Participants from WKU were Dr. Leslie North (Department of Geography and Geology), Dr. Jason Polk (Department of Geography and Geology), Lee Anne Bledsoe (Crawford Hydrology Lab Manager), Benjamin Miller (Hoffman Institute Environmental Research Associate), and geoscience graduate students Nick Lawhon, Dan Nedvidek and Gilman Ouellette. Also in attendance was spring 2013 master’s graduate Sarah Arpin.
The WKU attendees presented several oral and poster presentations, including those listed below:
- Under Your Feet: Developing and Assessing Avenues for Promoting Karst Groundwater Awareness and Sustainability through Community-Based Informal Education. Dr. Leslie North, Jonathan Oglesby, Dr. Jason Polk and Dr. Chris Groves of WKU, and Tim Slattery of the Bowling Green Department of Public Works
- Karst Hydrogeology of The Haney Limestone, South-Central Kentucky. Sarah Arpin and Dr. Chris Groves of WKU
- Case Studies of Fluorescent Groundwater Tracing in Recent Cave Research. Benjamin Miller, Dr. Chris Groves and Dr. Jason Polk of WKU, and Dr. Robert Lerch of USDA-ARS
- Complex Epikarst Hydrologeology and Contaminant Transport in a South-Central Kentucky Karst Landscape. Dr. Jason Polk, Sean Vanderhoff, Dr. Chris Groves and Benjamin Miller of WKU, and Dr. Carl Bolster of USDA-ARS
- A Multiproxy Approach to Reconstructing Paleoenvironmental Conditions from Speleothems in Barbados to Address Groundwater Vulnerability. Gilman Ouellette and Dr. Jason Polk of WKU
In addition to presenting, the team also hosted a booth to recruit new students and promote WKU’s cave and karst program, the Department of Geography and Geology, the Crawford Hydrology Lab, and the Hoffman Institute. The booth was heavily visited by meeting attendees and many alumni, which is a true testament to the international reputation of WKU in the field of speleology.
For many of the student attendees, this was their first international conference experience, which proved to be quite an educational and broadening experience.

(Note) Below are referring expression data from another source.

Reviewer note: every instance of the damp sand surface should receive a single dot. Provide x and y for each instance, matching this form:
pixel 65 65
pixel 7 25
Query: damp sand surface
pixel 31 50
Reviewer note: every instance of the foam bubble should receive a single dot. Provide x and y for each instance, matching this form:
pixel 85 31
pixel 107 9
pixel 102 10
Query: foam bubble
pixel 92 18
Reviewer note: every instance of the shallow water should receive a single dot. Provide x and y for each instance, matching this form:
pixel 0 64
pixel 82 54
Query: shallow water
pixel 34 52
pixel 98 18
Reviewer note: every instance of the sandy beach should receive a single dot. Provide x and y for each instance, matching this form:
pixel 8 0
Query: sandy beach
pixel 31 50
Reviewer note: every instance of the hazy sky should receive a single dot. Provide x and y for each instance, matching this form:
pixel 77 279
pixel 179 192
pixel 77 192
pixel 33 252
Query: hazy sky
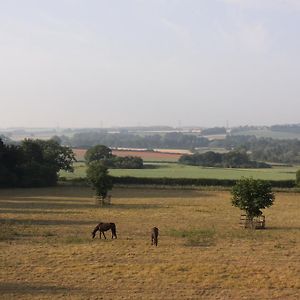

“This was my first international conference and I really got a new perspective on how my research fits into a broader context,” said graduate student Dan Nedvidek. “It was helpful to get feedback on my thesis work and has improved my research from this experience.” Working with Dr. Jason Polk, Nedvidek is completing a thesis on stormwater quality monitoring regulations in karst areas like Bowling Green.
Geography and Geology Department Head Dr. David Keeling noted that “presenting research at international conferences not only raises the profile of WKU but also provides faculty and students the opportunity to interact with their peers from across the globe.”